While the city first broke ground on the park over 20 years ago, hundreds of acres are still covered by the leftover pieces of the old Marine Corps Air Station El Toro that used to sit there, with old hangars, runways, barracks and air traffic control towers looming over the million dollar homes next door. 

The high costs for cleaning up the buildings, chemicals and asbestos left behind by the military, along with a complicated contract with the Navy that guarantees them certain rights to the land, have made development in much of the area impossible over the last two decades. 

At their Tuesday meeting, city council members are looking to jumpstart park development after nearly two years of stalled progress. 

In a report prepared by city staff, there are two main areas being cleaned up in the park.

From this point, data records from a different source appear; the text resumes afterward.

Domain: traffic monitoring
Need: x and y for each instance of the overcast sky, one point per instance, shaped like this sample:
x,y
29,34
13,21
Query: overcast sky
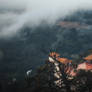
x,y
15,14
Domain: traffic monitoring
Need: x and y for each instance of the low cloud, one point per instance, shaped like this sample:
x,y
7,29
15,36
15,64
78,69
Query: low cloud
x,y
16,14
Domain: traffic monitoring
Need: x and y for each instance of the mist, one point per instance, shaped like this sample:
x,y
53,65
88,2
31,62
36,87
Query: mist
x,y
17,14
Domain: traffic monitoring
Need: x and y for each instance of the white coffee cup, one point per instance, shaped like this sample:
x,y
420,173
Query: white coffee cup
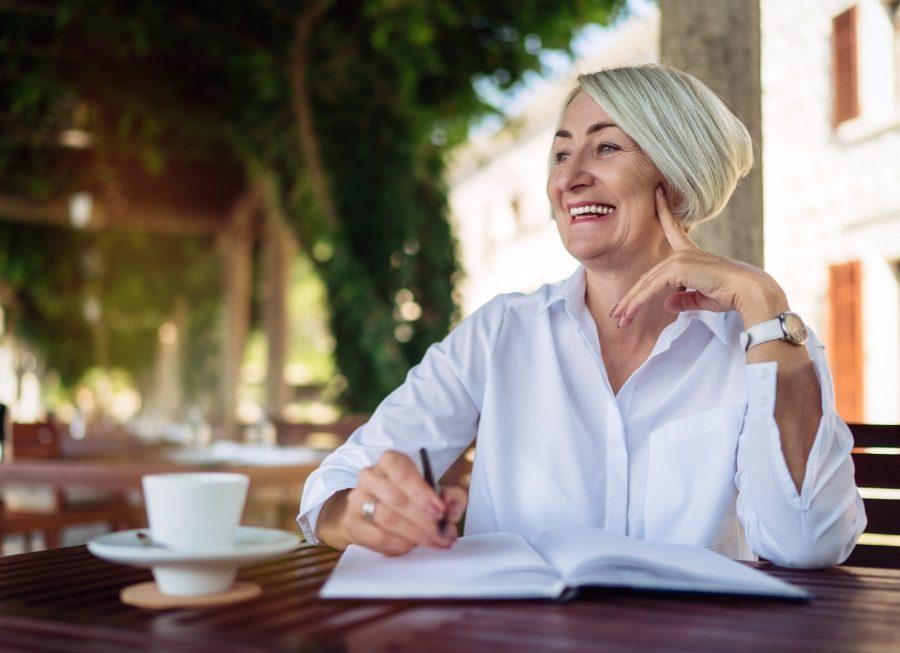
x,y
195,513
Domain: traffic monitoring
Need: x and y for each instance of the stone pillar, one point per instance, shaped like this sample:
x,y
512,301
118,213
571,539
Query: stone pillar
x,y
718,41
279,249
167,393
236,250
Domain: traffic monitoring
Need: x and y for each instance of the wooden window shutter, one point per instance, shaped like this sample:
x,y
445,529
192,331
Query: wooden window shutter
x,y
845,348
845,67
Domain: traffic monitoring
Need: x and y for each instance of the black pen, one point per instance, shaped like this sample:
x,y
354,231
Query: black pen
x,y
429,478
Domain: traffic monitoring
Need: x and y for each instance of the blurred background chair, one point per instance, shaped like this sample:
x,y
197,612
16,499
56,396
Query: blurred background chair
x,y
45,510
876,455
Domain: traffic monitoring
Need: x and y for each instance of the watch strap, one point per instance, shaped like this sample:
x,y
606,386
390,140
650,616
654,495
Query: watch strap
x,y
762,332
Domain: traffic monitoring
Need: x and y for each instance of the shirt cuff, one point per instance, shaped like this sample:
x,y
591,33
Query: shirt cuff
x,y
318,492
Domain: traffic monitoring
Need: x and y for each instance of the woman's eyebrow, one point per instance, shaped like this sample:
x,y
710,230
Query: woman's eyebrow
x,y
593,129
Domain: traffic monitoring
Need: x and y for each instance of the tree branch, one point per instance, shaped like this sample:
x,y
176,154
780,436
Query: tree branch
x,y
300,98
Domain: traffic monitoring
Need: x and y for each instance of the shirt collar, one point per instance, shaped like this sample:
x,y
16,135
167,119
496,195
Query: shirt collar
x,y
571,292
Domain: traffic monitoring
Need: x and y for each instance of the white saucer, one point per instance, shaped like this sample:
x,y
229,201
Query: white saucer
x,y
181,573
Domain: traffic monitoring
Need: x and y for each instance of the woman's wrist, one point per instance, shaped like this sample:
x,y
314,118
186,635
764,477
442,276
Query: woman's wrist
x,y
329,525
760,301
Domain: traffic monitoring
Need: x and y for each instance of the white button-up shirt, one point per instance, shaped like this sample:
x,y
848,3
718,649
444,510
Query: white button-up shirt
x,y
688,451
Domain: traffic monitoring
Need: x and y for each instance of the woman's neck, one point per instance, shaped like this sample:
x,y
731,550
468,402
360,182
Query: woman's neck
x,y
607,282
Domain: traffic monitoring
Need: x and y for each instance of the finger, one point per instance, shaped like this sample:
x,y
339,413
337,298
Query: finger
x,y
675,233
665,277
395,523
456,499
392,499
370,536
645,287
622,304
403,473
692,301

One sits on the northern edge of the park and holds old hangars and an air traffic control tower from the base, along with portions of broken runway. 

The other is a stretch of land along the southern edges of the park, originally dubbed the cultural terrace in park plans because it was set to hold a museum and other arts amenities. 

The hangar site along the north edge of the park sat idle for nearly a decade because it was a potential site for Orange County’s first state veterans cemetery. 

But that idea died last year when a coalition of veterans groups and every city council in the county, including Irvine, voted to shift focus to a site in Anaheim on a piece of county owned land in Gypsum Canyon. 

[Read: Orange County Veterans Plant A Flag on Their Own Cemetery After Decade-Long Fight]

Since then, the site has picked up traction as the potential new home for a botanical garden, one of the earliest promised amenities at the park that never materialized. 

While the city is still studying the issue and how the park would be designed, the one thing everyone agrees on is that the hangar site has to be cleared out first.

The hangar site still has a few more steps before crews can break ground: the city has to put the project out to bid and return to the council for approval, with no public estimates yet on what the costs could be to remove over 70 buildings and other structures still on the site. 

But some parts of the old base are here to stay, with the staff report stating the air traffic control tower and three old helicopter hangars will remain for the time being. 

However, demolition at the cultural terrace plot could be cleared to move forward, with staff estimating the costs at $3.1 million. 

The council’s Great Park meeting starts at 2 p.m. Tuesday afternoon, with the votes being officially adopted at their regular meeting at 4 p.m.